THE ISRAELI government is collapsing in turmoil, forcing forward the
date of the next general election by eight months. The political drama
began when trade union federation leader, Amir Peretz, unexpectedly
ousted Shimon Peres as leader of the Labour Party, by a vote of the
party rank and file.

Jenny Brooks

Peretz then quickly moved to withdraw the Labour Party from Prime
Minister Ariel Sharon’s coalition government, which left Sharon without
a majority. Then came a second bombshell; Sharon decided to abandon the
right-wing Likud party that he helped create in 1973, to set up a new
party as a vehicle for fighting the coming election and then trying to
form another government.

A section of Likud views Sharon as a great betrayer, following his
masterminding of the recent ‘disengagement’ of Israeli forces from the
Gaza strip. Many in the party expressed vociferous opposition to the
withdrawal and Sharon has now calculated that he will place himself in a
better position by escaping a party that has become an obstacle to his
plans.

His newly created entity, named ‘National Responsibility’, is drawing
in other deserters from Likud and they are likely to be joined by
opportunist leading politicians from other capitalist parties
represented in the parliament.

Sharon’s aim would then be to lead a new, completely realigned
coalition government after the election, expected in March 2006, if his
party can gain enough support. The policy of a further Sharon-led
coalition would inevitably be to try to continue a neo-liberal economic
programme and to concretise the brutal unilateral separation with the
Palestinian territories that he has begun.

While a majority of Israelis have supported ‘disengagement’, the
election of Peretz to the Labour Party leadership reflects widespread
anger and distress over the repeated cuts programmes and other attacks
on living standards carried out by the government.

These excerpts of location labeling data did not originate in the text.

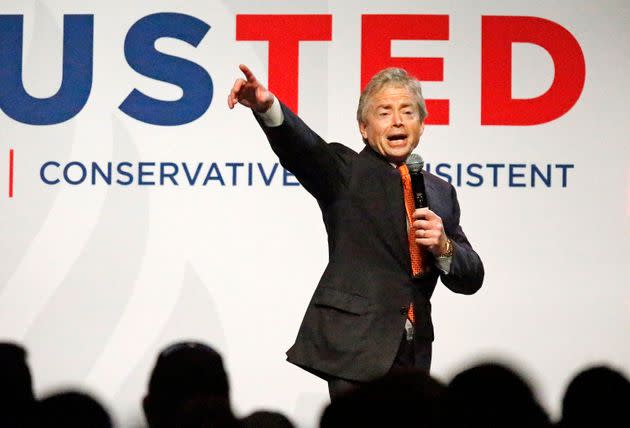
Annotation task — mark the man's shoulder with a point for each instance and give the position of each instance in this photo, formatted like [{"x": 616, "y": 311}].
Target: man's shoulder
[{"x": 342, "y": 151}]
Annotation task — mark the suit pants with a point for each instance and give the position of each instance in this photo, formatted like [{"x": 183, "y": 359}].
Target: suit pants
[{"x": 415, "y": 353}]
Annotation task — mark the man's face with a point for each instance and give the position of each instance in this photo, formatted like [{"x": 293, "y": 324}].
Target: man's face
[{"x": 392, "y": 125}]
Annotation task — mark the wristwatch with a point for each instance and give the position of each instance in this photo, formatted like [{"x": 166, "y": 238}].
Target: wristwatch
[{"x": 449, "y": 250}]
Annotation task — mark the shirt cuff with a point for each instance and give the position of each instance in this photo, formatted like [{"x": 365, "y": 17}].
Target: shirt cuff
[
  {"x": 444, "y": 264},
  {"x": 274, "y": 116}
]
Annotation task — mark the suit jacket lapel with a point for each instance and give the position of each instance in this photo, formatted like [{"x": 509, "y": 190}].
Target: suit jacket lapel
[{"x": 386, "y": 186}]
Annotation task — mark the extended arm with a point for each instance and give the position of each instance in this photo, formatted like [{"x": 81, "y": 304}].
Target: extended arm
[{"x": 317, "y": 165}]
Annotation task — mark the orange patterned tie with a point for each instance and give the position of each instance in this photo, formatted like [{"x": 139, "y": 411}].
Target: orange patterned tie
[{"x": 417, "y": 259}]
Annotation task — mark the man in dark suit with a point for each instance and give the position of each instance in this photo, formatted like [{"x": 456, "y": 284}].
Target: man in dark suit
[{"x": 370, "y": 313}]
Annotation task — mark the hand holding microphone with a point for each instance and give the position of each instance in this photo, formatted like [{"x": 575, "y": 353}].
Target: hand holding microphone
[{"x": 429, "y": 230}]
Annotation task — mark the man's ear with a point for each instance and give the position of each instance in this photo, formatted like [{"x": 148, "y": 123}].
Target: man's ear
[{"x": 363, "y": 129}]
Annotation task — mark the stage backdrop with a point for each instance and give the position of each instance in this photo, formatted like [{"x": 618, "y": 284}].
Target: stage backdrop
[{"x": 138, "y": 210}]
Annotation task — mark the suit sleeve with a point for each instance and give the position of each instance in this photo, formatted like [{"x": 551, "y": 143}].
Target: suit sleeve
[
  {"x": 318, "y": 166},
  {"x": 466, "y": 272}
]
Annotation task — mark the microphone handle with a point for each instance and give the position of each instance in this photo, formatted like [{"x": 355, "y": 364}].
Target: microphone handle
[{"x": 419, "y": 192}]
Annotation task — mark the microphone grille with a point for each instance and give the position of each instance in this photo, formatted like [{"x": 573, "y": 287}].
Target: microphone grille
[{"x": 415, "y": 163}]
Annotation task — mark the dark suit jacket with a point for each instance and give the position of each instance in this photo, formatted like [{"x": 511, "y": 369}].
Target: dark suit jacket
[{"x": 354, "y": 323}]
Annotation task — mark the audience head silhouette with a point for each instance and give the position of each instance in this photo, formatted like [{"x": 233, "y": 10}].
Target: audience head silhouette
[
  {"x": 16, "y": 386},
  {"x": 266, "y": 419},
  {"x": 597, "y": 397},
  {"x": 72, "y": 409},
  {"x": 405, "y": 397},
  {"x": 188, "y": 382},
  {"x": 492, "y": 395}
]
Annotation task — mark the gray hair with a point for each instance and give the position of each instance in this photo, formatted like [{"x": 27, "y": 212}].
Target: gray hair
[{"x": 391, "y": 77}]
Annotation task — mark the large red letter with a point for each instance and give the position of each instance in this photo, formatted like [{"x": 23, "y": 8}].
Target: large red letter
[
  {"x": 497, "y": 105},
  {"x": 378, "y": 31},
  {"x": 284, "y": 33}
]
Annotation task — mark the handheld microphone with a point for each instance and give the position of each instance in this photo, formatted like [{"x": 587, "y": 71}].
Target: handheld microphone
[{"x": 415, "y": 163}]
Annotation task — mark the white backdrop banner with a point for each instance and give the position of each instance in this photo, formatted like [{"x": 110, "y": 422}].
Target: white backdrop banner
[{"x": 138, "y": 210}]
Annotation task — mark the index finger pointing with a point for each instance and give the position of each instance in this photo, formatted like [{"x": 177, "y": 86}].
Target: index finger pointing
[{"x": 248, "y": 73}]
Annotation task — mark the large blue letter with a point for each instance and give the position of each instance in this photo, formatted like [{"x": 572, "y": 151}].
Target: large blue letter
[
  {"x": 142, "y": 56},
  {"x": 76, "y": 81}
]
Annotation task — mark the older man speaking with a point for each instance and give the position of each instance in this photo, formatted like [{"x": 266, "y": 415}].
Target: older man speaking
[{"x": 371, "y": 310}]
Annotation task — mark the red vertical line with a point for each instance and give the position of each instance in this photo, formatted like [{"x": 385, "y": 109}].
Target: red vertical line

Peretz was elected by Labour members on the basis of arguing against
the most brutal pro-market measures, and for a return by Labour to a
more ‘social-democratic’ stance.

However, while he is not typical of the leaders of Israel’s largest
capitalist parties, in that he comes from a working-class, Arab Jewish
background, he has played a major role in holding back and betraying
workers’ struggles in the trade union federation and supported many of
the government’s anti-working class measures.

He has also come to the helm of a deeply divided and discredited
Labour Party which, posing no real alternative, will struggle in the
pre-election period to counter the momentum of Sharon’s latest project.